There are three wells in the northern segment of the Shunbei fault zone. The relationship between the production of these wells and the nearby faults is presented in Table 2. We observed a correlation between the stress distribution of the faults intersected by the three wells and their production. These faults are in a critical stress state, likely due to the influence of structural forces and gravity on the formations. It can be inferred from experience and observations that a larger number of faults in a critical stress state are generally associated with higher production. This is likely because the faults in a critical state have good connectivity, so they can serve as channels for fluid migration, effectively increasing the porosity and permeability and thereby providing more pathways and storage space for reservoir fluids.
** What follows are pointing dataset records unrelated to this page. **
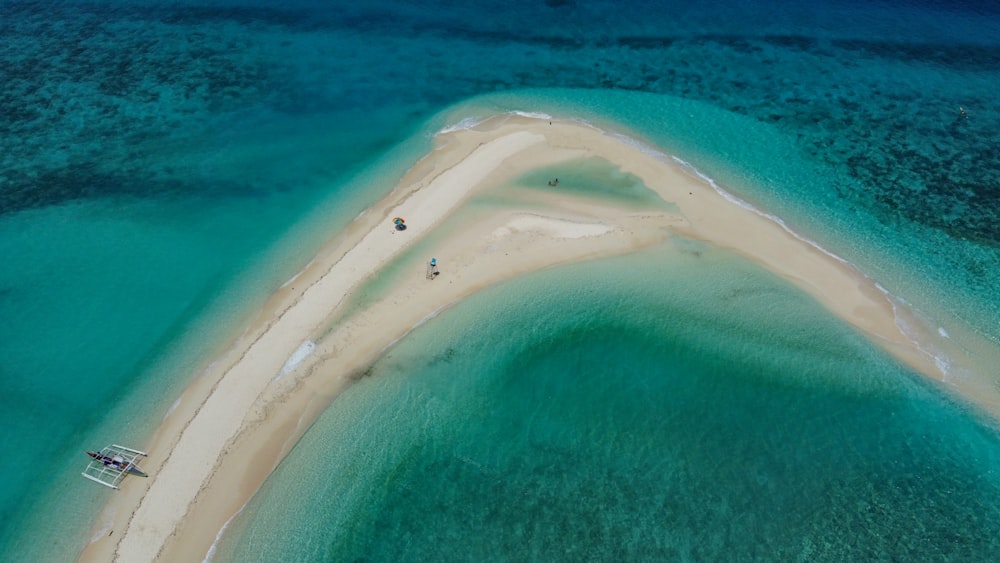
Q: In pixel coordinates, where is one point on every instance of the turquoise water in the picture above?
(165, 166)
(587, 413)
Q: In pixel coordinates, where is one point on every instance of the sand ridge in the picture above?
(247, 411)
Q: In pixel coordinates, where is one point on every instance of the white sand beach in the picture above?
(238, 419)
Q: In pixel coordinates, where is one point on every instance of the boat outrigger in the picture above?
(112, 463)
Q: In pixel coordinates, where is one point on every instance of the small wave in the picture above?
(215, 544)
(463, 124)
(532, 114)
(107, 522)
(172, 408)
(297, 357)
(292, 279)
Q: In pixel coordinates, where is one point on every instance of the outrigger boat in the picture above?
(112, 463)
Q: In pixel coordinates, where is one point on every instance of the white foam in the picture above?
(292, 279)
(532, 114)
(297, 357)
(218, 536)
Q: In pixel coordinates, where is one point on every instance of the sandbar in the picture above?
(238, 419)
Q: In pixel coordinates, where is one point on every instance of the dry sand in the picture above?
(238, 420)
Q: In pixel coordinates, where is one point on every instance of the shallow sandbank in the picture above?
(253, 403)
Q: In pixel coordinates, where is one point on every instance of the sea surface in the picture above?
(166, 166)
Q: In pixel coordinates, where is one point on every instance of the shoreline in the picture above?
(237, 421)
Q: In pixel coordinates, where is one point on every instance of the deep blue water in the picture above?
(164, 166)
(586, 413)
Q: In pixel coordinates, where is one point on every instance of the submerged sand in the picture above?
(236, 422)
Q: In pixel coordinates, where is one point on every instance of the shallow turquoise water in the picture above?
(661, 406)
(166, 166)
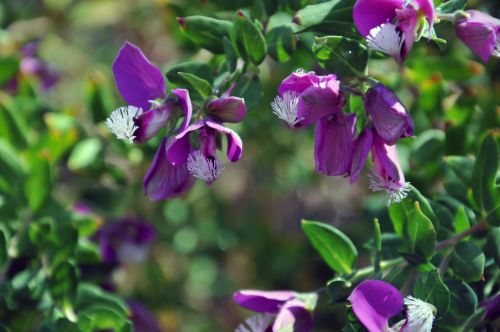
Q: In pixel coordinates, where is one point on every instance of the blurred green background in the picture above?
(244, 230)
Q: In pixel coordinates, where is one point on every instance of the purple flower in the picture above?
(387, 174)
(390, 118)
(292, 310)
(481, 33)
(305, 98)
(334, 143)
(202, 162)
(374, 302)
(125, 241)
(390, 26)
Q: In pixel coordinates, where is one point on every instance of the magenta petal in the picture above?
(480, 33)
(298, 82)
(390, 117)
(293, 316)
(164, 180)
(386, 161)
(150, 122)
(362, 147)
(184, 102)
(227, 109)
(319, 100)
(234, 143)
(137, 79)
(334, 143)
(374, 302)
(262, 301)
(368, 14)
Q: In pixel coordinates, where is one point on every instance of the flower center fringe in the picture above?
(386, 39)
(286, 107)
(396, 191)
(204, 168)
(121, 122)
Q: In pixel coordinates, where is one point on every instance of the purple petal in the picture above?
(179, 146)
(298, 82)
(184, 102)
(386, 161)
(390, 117)
(334, 143)
(293, 316)
(262, 301)
(164, 180)
(319, 100)
(234, 143)
(480, 33)
(368, 14)
(374, 302)
(137, 79)
(362, 147)
(227, 109)
(150, 122)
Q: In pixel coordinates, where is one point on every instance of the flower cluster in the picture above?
(306, 98)
(189, 150)
(374, 302)
(280, 310)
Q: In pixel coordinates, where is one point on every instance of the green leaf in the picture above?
(334, 247)
(484, 175)
(199, 69)
(420, 234)
(84, 153)
(461, 221)
(468, 261)
(8, 68)
(281, 43)
(202, 87)
(463, 299)
(430, 288)
(206, 32)
(248, 39)
(38, 186)
(451, 6)
(343, 56)
(334, 10)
Table 2 Relationship between production of two wells and nearby faults.

Conclusions

In this study, the distribution of geostress in the Ordovician system in the northern section of the Shunbei fault zone was investigated by applying the AFEA numerical simulation method. A geomechanical model was established to investigate the stress distribution. In the northern region, the maximum and minimum horizontal principal stresses of Yijianfang Formation are lower than the stresses in the southwest and central regions. The high-value areas of the maximum and minimum horizontal principal stresses in the Yingshan Formation are mainly distributed in the southern part of the study area. We observed that the carbonate reservoirs in this area are mainly controlled by the strike-slip fault zone in the Shunbei region. The maximum and minimum horizontal principal stresses in this area are generally lower. As the depth increases, the maximum principal stress gradually increases. The western strata near the fault zone exhibit a higher vertical variation gradient of the maximum principal stress, while the gradient is smaller in the eastern strata. By determining the relationship between the stress distribution around three wells and their production, it was found that the higher the number of faults in a critical stress state was, the higher the production was. This indicates that the stress has an impact on the productivity of oil wells.